No doubt, by now you’re tired of reading about me and my life’s, idiosyncrasies, paranoia, phobias, and deep, emotional flaws. But this is a blog, and really, the only purpose these things serve is to act as an outlet for the writer. It’s not that I don’t care about you. I do. There has just been so much going on that I can’t share with you, as much as I’d like to. I’m still a fucking mess, so, there’s that.
I’ve come to terms with a lot of things simply by putting fingers to keyboard and pecking out words to express how I feel on the inside. Maybe I’ll still be able to connect with you on some level, the same way I did when I was writing about my dad and my journey to accepting his death. Perhaps I’ll be able to get a conversation going similar to the one we had when I wrote about the litigious atheists who I felt were just trying to cause a row – to get a rise out of believers. Will you read if I write, again, about how I have doubts regarding religion; if I make up a story about snowmen and candy canes?
The topics I’ve covered here have been varied, but one thing has been true throughout; I only point fingers at myself…or anonymous groups of people. I don’t want to single anyone out or name names. If I have a beef with you, I’ll say so…to you.
Sure, I’ve not published anything here recently, but I write just about every day. “Yes, I’ll write in your voice and connect with your audience.” There are little bits of every writer’s story hidden among everything he writes. The piece may be about ways to look your best, but that one sentence about how to avoid an embarrassing moment makes me cry because I’ve been there. And I didn’t know about the embarrassment avoidance part.
It’s in my nature to be something I’m not. If you’ve read much of what’s here, you know I’ve done a lot of hiding and pretending. Most of my adolescence was spent trying to fit in with a group of people who didn’t want me, but some variation of me may have been acceptable. I did all I could to find the right version.

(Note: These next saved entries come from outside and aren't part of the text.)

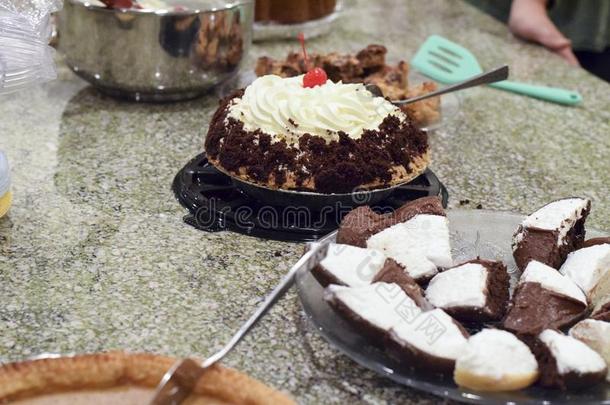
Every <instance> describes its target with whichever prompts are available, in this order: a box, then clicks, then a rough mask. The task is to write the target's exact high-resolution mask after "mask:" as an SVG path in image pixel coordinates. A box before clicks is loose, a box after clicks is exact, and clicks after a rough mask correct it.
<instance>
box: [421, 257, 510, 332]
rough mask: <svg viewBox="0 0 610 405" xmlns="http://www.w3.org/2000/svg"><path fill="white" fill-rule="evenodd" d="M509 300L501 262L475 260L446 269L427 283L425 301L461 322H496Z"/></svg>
mask: <svg viewBox="0 0 610 405" xmlns="http://www.w3.org/2000/svg"><path fill="white" fill-rule="evenodd" d="M508 297H509V276H508V273H507V271H506V266H505V265H504V264H503V263H502V262H496V261H491V260H482V259H476V260H471V261H469V262H466V263H462V264H460V265H458V266H455V267H452V268H450V269H447V270H445V271H443V272H441V273H439V274H437V275H436V276H434V277H433V278H432V280H430V283H429V284H428V287H427V288H426V298H427V299H428V301H430V303H431V304H432V305H434V306H435V307H438V308H442V309H444V310H445V311H446V312H447V313H448V314H449V315H451V316H453V317H454V318H455V319H457V320H458V321H461V322H481V323H482V322H487V321H499V320H501V319H502V317H503V316H504V312H505V311H506V306H507V304H508Z"/></svg>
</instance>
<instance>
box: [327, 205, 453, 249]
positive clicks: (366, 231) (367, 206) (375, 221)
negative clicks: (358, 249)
mask: <svg viewBox="0 0 610 405" xmlns="http://www.w3.org/2000/svg"><path fill="white" fill-rule="evenodd" d="M418 214H430V215H442V216H444V215H445V211H444V209H443V205H442V203H441V200H440V198H439V197H423V198H418V199H417V200H414V201H410V202H408V203H406V204H404V205H403V206H401V207H400V208H398V209H396V210H395V211H394V212H391V213H388V214H385V215H380V214H377V213H376V212H374V211H373V210H372V209H371V208H370V207H368V206H362V207H358V208H356V209H354V210H352V211H351V212H350V213H348V214H347V215H346V216H345V217H344V218H343V220H342V221H341V224H340V225H339V232H338V233H337V242H338V243H344V244H346V245H354V246H359V247H366V241H367V239H368V238H370V237H371V236H373V235H374V234H376V233H378V232H381V231H383V230H384V229H386V228H389V227H390V226H392V225H395V224H397V223H400V222H405V221H408V220H409V219H411V218H413V217H414V216H416V215H418Z"/></svg>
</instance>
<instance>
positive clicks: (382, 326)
mask: <svg viewBox="0 0 610 405" xmlns="http://www.w3.org/2000/svg"><path fill="white" fill-rule="evenodd" d="M324 300H325V301H326V302H328V303H329V304H330V306H331V307H332V308H333V310H334V311H335V312H336V313H337V314H338V315H339V316H341V317H343V318H345V319H346V320H347V321H348V322H349V323H350V324H351V325H352V326H353V327H354V328H355V329H356V330H358V332H359V333H362V334H363V335H364V336H366V337H367V338H369V339H371V340H372V342H373V343H375V344H378V345H381V344H383V342H384V341H385V340H386V339H387V334H388V332H389V331H390V329H391V328H392V327H393V326H394V325H397V324H400V323H403V322H404V323H408V322H412V321H413V320H414V319H416V318H418V317H419V315H420V313H421V309H420V308H419V307H418V306H417V305H416V304H415V302H414V301H413V300H412V299H411V298H409V297H408V296H407V295H406V294H405V293H404V291H403V290H402V289H401V288H400V287H399V286H398V285H397V284H393V283H382V282H378V283H373V284H369V285H365V286H360V287H345V286H338V285H334V284H331V285H329V286H328V287H326V289H325V290H324Z"/></svg>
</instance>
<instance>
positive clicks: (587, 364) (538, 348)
mask: <svg viewBox="0 0 610 405" xmlns="http://www.w3.org/2000/svg"><path fill="white" fill-rule="evenodd" d="M532 351H533V352H534V354H535V355H536V359H537V360H538V367H539V369H540V379H539V383H540V385H542V386H544V387H555V388H559V389H563V390H566V389H580V388H585V387H589V386H592V385H595V384H597V383H599V382H601V381H603V380H604V379H605V377H606V372H607V367H606V363H605V362H604V359H603V358H602V357H601V356H600V355H599V354H598V353H597V352H596V351H595V350H593V349H591V348H590V347H589V346H587V345H586V344H584V343H583V342H581V341H580V340H577V339H575V338H573V337H571V336H567V335H564V334H563V333H561V332H558V331H556V330H552V329H547V330H545V331H543V332H542V333H540V335H538V339H537V340H536V341H535V343H534V344H533V345H532Z"/></svg>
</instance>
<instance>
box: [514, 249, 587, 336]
mask: <svg viewBox="0 0 610 405" xmlns="http://www.w3.org/2000/svg"><path fill="white" fill-rule="evenodd" d="M586 310H587V300H586V297H585V295H584V294H583V292H582V291H581V290H580V288H579V287H578V286H577V285H576V284H574V283H573V282H572V281H571V280H570V279H569V278H567V277H565V276H562V275H561V274H559V273H558V272H557V271H556V270H555V269H553V268H552V267H550V266H547V265H545V264H543V263H540V262H537V261H531V262H529V264H528V265H527V268H526V269H525V271H524V272H523V274H522V275H521V278H520V279H519V284H518V285H517V288H516V290H515V292H514V294H513V299H512V302H511V304H510V306H509V309H508V312H507V314H506V317H505V318H504V320H503V326H504V328H505V329H507V330H509V331H511V332H513V333H516V334H518V335H530V336H531V335H537V334H539V333H540V332H542V331H543V330H545V329H555V328H562V327H565V326H570V325H572V324H574V323H575V322H576V321H578V320H579V319H581V318H582V317H583V316H584V314H585V312H586Z"/></svg>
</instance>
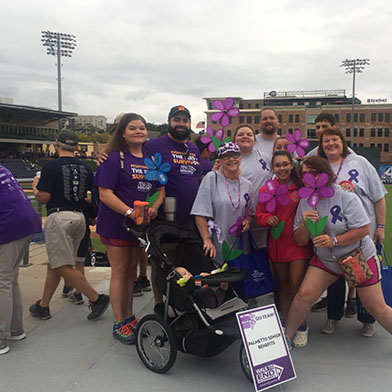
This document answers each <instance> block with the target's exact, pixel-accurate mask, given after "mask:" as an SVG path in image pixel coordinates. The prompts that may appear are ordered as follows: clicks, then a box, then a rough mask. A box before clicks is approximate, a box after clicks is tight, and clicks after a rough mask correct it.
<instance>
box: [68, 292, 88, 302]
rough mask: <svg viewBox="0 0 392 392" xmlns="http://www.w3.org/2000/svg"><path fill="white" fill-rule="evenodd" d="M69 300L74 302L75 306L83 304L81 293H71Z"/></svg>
mask: <svg viewBox="0 0 392 392" xmlns="http://www.w3.org/2000/svg"><path fill="white" fill-rule="evenodd" d="M69 299H70V300H71V301H73V302H75V304H76V305H81V304H84V301H83V296H82V294H81V293H77V292H76V291H75V292H73V293H72V295H71V296H70V297H69Z"/></svg>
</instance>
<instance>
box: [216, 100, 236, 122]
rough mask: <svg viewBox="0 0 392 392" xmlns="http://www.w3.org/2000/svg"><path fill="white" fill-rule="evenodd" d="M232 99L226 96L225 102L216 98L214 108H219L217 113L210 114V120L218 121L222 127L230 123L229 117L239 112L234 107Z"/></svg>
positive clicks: (230, 116) (216, 108)
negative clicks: (217, 112)
mask: <svg viewBox="0 0 392 392" xmlns="http://www.w3.org/2000/svg"><path fill="white" fill-rule="evenodd" d="M233 105H234V99H233V98H226V99H225V102H222V101H219V100H216V101H215V102H214V108H215V109H218V110H220V112H218V113H214V114H213V115H212V116H211V120H212V121H220V123H221V125H222V127H226V126H228V125H229V123H230V117H237V116H238V115H239V114H240V111H239V109H238V108H234V107H233Z"/></svg>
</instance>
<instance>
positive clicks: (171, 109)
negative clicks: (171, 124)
mask: <svg viewBox="0 0 392 392" xmlns="http://www.w3.org/2000/svg"><path fill="white" fill-rule="evenodd" d="M177 113H184V114H185V115H186V116H187V117H188V118H189V119H190V118H191V113H190V112H189V110H188V109H187V108H186V107H185V106H182V105H178V106H174V107H172V108H171V109H170V112H169V120H170V119H171V118H172V117H174V116H175V115H176V114H177Z"/></svg>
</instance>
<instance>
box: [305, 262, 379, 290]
mask: <svg viewBox="0 0 392 392" xmlns="http://www.w3.org/2000/svg"><path fill="white" fill-rule="evenodd" d="M366 262H367V263H368V265H369V268H370V270H371V271H372V272H373V276H372V277H371V278H370V279H368V280H367V281H365V282H363V283H361V284H359V285H358V286H356V287H366V286H371V285H373V284H376V283H377V282H379V281H380V280H381V266H380V261H379V260H378V257H377V256H373V257H371V258H370V259H369V260H367V261H366ZM309 265H310V266H312V267H317V268H320V269H322V270H324V271H326V272H328V273H330V274H332V275H334V276H337V277H341V276H343V274H337V273H336V272H334V271H332V270H330V269H329V268H327V267H326V266H325V265H324V263H323V262H322V261H321V260H320V258H319V257H317V255H316V254H314V255H313V257H312V258H311V260H310V263H309Z"/></svg>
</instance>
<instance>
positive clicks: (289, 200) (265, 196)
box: [259, 180, 290, 212]
mask: <svg viewBox="0 0 392 392" xmlns="http://www.w3.org/2000/svg"><path fill="white" fill-rule="evenodd" d="M265 188H266V190H265V191H263V192H260V193H259V202H261V203H267V204H266V206H265V207H266V209H267V211H268V212H272V211H274V210H275V209H276V201H278V202H279V203H280V204H282V205H284V206H286V205H287V204H289V203H290V199H289V197H288V195H287V192H288V191H289V186H288V185H287V184H279V186H276V184H275V182H274V181H272V180H268V181H266V183H265Z"/></svg>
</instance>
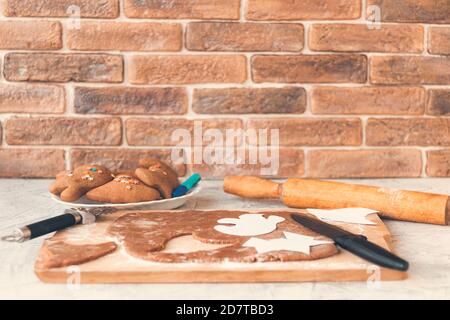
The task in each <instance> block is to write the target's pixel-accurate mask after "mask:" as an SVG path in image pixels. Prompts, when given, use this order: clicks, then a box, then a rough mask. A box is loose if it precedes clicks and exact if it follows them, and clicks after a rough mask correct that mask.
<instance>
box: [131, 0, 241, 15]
mask: <svg viewBox="0 0 450 320" xmlns="http://www.w3.org/2000/svg"><path fill="white" fill-rule="evenodd" d="M124 7H125V14H126V15H127V17H130V18H156V19H239V8H240V0H171V1H170V2H168V1H167V0H124Z"/></svg>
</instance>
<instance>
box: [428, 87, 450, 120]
mask: <svg viewBox="0 0 450 320" xmlns="http://www.w3.org/2000/svg"><path fill="white" fill-rule="evenodd" d="M427 113H428V114H431V115H433V116H450V90H446V89H434V90H430V91H429V96H428V105H427Z"/></svg>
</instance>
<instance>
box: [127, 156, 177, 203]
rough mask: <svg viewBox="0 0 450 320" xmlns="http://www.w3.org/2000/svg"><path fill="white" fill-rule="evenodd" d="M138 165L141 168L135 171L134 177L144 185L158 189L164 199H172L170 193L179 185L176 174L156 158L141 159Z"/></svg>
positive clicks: (176, 175)
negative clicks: (141, 182) (170, 198)
mask: <svg viewBox="0 0 450 320" xmlns="http://www.w3.org/2000/svg"><path fill="white" fill-rule="evenodd" d="M139 165H140V166H141V167H142V168H138V169H136V171H135V174H136V176H137V177H138V178H139V179H140V180H141V181H143V182H144V183H145V184H146V185H148V186H150V187H152V188H156V189H158V191H159V192H160V193H161V195H162V197H164V198H165V199H170V198H172V191H173V190H174V189H175V188H176V187H178V186H179V184H180V183H179V181H178V175H177V173H176V172H175V171H174V170H173V169H172V168H171V167H170V166H168V165H167V164H165V163H164V162H162V161H160V160H158V159H156V158H146V159H141V160H140V161H139Z"/></svg>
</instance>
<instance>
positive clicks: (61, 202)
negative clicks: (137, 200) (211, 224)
mask: <svg viewBox="0 0 450 320" xmlns="http://www.w3.org/2000/svg"><path fill="white" fill-rule="evenodd" d="M200 191H201V187H200V186H199V185H197V186H195V187H194V188H193V189H192V190H191V191H189V193H188V194H186V195H184V196H181V197H177V198H172V199H162V200H155V201H146V202H134V203H105V202H96V201H92V200H89V199H87V198H86V197H82V198H80V199H78V200H77V201H75V202H66V201H62V200H61V198H60V197H58V196H56V195H54V194H52V195H51V198H52V199H53V200H55V201H56V202H58V203H61V204H62V205H64V206H66V207H69V208H105V207H108V208H117V209H140V210H172V209H176V208H179V207H181V206H182V205H184V204H185V203H186V202H187V201H188V200H189V199H191V198H192V197H194V196H195V195H196V194H197V193H199V192H200Z"/></svg>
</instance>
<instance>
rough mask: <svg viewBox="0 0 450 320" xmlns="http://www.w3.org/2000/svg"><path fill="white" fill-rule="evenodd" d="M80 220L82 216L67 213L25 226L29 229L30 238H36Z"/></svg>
mask: <svg viewBox="0 0 450 320" xmlns="http://www.w3.org/2000/svg"><path fill="white" fill-rule="evenodd" d="M80 222H81V216H78V215H75V214H70V213H65V214H63V215H60V216H57V217H54V218H50V219H47V220H42V221H39V222H36V223H33V224H30V225H28V226H26V227H25V228H26V229H28V230H29V235H28V238H29V239H34V238H38V237H41V236H44V235H46V234H49V233H52V232H55V231H58V230H62V229H65V228H68V227H71V226H74V225H76V224H78V223H80Z"/></svg>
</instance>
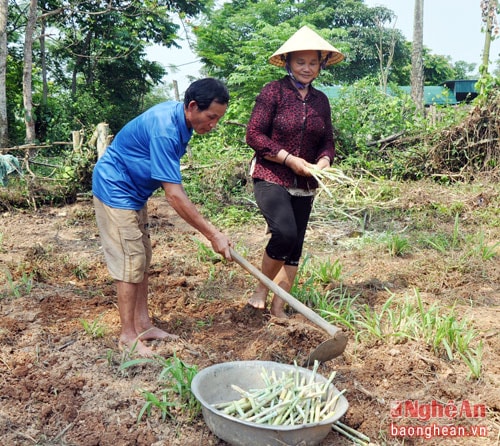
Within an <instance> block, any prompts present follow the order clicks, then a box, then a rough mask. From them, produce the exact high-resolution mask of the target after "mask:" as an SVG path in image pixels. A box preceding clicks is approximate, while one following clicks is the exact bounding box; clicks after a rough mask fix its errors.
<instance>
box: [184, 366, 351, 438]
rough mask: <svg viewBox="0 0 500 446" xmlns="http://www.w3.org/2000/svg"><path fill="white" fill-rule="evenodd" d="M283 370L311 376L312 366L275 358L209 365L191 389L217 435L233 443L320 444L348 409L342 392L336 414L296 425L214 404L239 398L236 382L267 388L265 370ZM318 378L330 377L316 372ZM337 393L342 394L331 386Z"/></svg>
mask: <svg viewBox="0 0 500 446" xmlns="http://www.w3.org/2000/svg"><path fill="white" fill-rule="evenodd" d="M263 368H264V369H265V370H266V371H267V372H268V373H271V372H272V371H273V370H274V371H275V372H276V375H277V376H280V375H281V373H283V372H284V373H289V372H290V371H294V370H297V369H298V370H299V372H300V373H301V374H303V375H305V376H306V378H307V377H310V376H311V374H312V372H311V371H310V370H309V369H306V368H302V367H296V366H294V365H288V364H280V363H277V362H272V361H235V362H226V363H220V364H216V365H213V366H210V367H207V368H205V369H203V370H201V371H200V372H198V373H197V374H196V376H195V377H194V378H193V381H192V384H191V390H192V392H193V394H194V395H195V397H196V398H197V399H198V401H199V402H200V403H201V407H202V413H203V418H204V420H205V423H206V424H207V426H208V428H209V429H210V430H211V431H212V432H213V434H214V435H216V436H217V437H219V438H221V439H222V440H224V441H226V442H228V443H229V444H231V445H234V446H256V445H258V446H284V445H287V446H299V445H300V446H313V445H318V444H319V443H320V442H321V440H323V439H324V438H325V437H326V436H327V435H328V433H329V432H330V430H331V425H332V424H333V423H334V422H335V421H337V420H338V419H339V418H341V417H342V416H343V415H344V414H345V412H346V411H347V408H348V403H347V400H346V399H345V397H344V396H343V395H341V396H340V397H339V398H338V400H337V405H336V407H335V415H334V416H333V417H331V418H328V419H325V420H323V421H321V422H319V423H311V424H302V425H295V426H271V425H263V424H257V423H252V422H248V421H244V420H239V419H237V418H235V417H231V416H229V415H226V414H225V413H223V412H222V411H220V410H217V409H215V408H214V407H213V404H218V403H222V402H227V401H233V400H238V399H240V398H241V395H240V394H239V393H238V392H237V391H236V390H234V389H232V388H231V385H232V384H236V385H237V386H239V387H241V388H242V389H245V390H249V389H256V388H264V387H266V385H265V384H264V382H263V379H262V376H261V374H262V369H263ZM316 381H318V382H323V383H324V382H327V379H326V378H325V377H323V376H321V375H319V374H316ZM331 387H332V389H333V391H334V392H336V393H339V391H338V390H337V389H336V388H335V386H333V385H331Z"/></svg>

The term two-faced has gotten a bad rap. We all have a face we keep in the drawer in case of emergency. Its smile is a bit askew and the eyes are just a little bit darker than normal, but casual onlookers can’t tell the difference. There are myriad reasons we may dust this face off and wear it. Every day I get up, put my best face forward, and greet the world. Sometimes it is my own, but others it’s the one from the second drawer.